Keywords
Malpighiales, Phyllanthaceae, phylogenetic relationships, plastome, star gooseberry
This article is included in the Genomics and Genetics gateway.
Phyllanthus acidus (L.) Skeels (Phyllanthaceae) is a potential medicinal plant recognized for its sour and tart-tasting fruits. In this study, the chloroplast genome of P. acidus was sequenced, assembled, and characterized. The chloroplast genome size was 156,331 bp, and the overall GC content was 36.9%. Additionally, the chloroplast genome had a quadripartite structure consisting of a large single copy (LSC; 85,807 bp in length; GC content: 34.6%), a small single copy (SSC; 19,262 bp in length; GC content: 30.6%), and two inverted repeat regions (IR; 25,631 bp in length; GC content: 43.1%). A total of 113 unique genes were annotated in the chloroplast genome, including 79 protein-coding genes, 30 tRNAs, and four rRNAs. The phylogenetic analysis based on 79 protein-coding genes revealed the paraphyly of the Phyllanthus genus. These findings provided additional genetic information for further research on P. acidus and the cp genome in the Phyllanthaceae family.

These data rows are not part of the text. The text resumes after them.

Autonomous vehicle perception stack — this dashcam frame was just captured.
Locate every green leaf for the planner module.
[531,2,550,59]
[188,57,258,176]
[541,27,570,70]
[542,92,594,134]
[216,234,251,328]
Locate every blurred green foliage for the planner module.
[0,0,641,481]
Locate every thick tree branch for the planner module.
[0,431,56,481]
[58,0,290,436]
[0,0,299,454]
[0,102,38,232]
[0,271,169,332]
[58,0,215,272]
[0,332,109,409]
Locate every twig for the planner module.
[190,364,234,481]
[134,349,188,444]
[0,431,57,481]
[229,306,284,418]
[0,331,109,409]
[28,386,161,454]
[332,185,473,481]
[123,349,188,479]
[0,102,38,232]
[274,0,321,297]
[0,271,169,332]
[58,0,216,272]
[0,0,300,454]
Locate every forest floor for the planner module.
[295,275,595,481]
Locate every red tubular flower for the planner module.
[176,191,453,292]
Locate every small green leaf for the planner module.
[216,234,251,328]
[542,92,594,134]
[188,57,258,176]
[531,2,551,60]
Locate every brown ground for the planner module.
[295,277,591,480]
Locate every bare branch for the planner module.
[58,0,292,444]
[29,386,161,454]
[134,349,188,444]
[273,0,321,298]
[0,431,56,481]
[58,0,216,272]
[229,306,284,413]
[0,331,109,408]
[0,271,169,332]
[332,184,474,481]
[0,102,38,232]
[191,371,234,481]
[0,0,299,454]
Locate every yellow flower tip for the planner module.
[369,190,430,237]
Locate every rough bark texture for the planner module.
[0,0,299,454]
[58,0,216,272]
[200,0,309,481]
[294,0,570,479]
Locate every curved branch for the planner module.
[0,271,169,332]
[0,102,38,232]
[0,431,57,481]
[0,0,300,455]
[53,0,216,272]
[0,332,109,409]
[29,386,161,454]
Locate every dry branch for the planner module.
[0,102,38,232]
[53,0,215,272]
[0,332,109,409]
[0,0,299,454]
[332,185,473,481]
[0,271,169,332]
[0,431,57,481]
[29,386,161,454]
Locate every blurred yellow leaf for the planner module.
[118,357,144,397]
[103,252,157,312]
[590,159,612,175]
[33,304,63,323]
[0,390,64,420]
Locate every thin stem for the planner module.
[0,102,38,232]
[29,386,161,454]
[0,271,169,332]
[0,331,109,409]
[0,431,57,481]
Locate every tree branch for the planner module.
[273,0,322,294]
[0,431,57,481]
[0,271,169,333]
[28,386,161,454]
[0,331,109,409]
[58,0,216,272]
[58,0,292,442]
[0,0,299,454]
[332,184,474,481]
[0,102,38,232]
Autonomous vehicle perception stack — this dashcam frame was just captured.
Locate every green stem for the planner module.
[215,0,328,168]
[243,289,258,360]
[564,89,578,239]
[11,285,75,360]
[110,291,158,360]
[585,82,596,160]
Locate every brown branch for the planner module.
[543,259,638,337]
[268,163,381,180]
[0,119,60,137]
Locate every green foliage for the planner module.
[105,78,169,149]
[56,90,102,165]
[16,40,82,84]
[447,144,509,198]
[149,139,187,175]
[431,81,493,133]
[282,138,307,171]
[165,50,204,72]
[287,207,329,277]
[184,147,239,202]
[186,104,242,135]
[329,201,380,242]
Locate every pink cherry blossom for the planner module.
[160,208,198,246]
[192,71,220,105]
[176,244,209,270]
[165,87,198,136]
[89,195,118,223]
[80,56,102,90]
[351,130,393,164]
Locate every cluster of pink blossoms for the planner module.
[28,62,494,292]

Malpighiales, Phyllanthaceae, phylogenetic relationships, plastome, star gooseberry
Based on the comments of the reviewer, we added the new information for phylogenetic analysis with Bayesian inference method, coverage depth, and cis/trans-splicing genes. In addition, we added the reason for conducting the current study with Phyllanthus acidus target.
See the authors' detailed response to the review by Jessica D. Rey
Phyllanthus acidus (L.) Skeels, also known as star gooseberry, belongs to the Phyllanthaceae family and is commonly distributed in the wet tropical regions, including South Asia, Southeast Asia, Central Africa, the Caribbean region, Central America, and South America (POWO 2022). P. acidus has been traditionally used to treat various diseases, including inflammation, gastrointestinal problems, rheumatism, bronchitis, Alzheimer’s, and hepatic diseases (Jain et al. 2011; Chakraborty et al. 2012; Srirama et al. 2012; Uddin et al. 2016). The leaves and roots of P. acidus also possess antidotal properties against viper venom (Jayvir 1998). Moreover, P. acidus could potentially alleviate hypertension (Leeya et al. 2010).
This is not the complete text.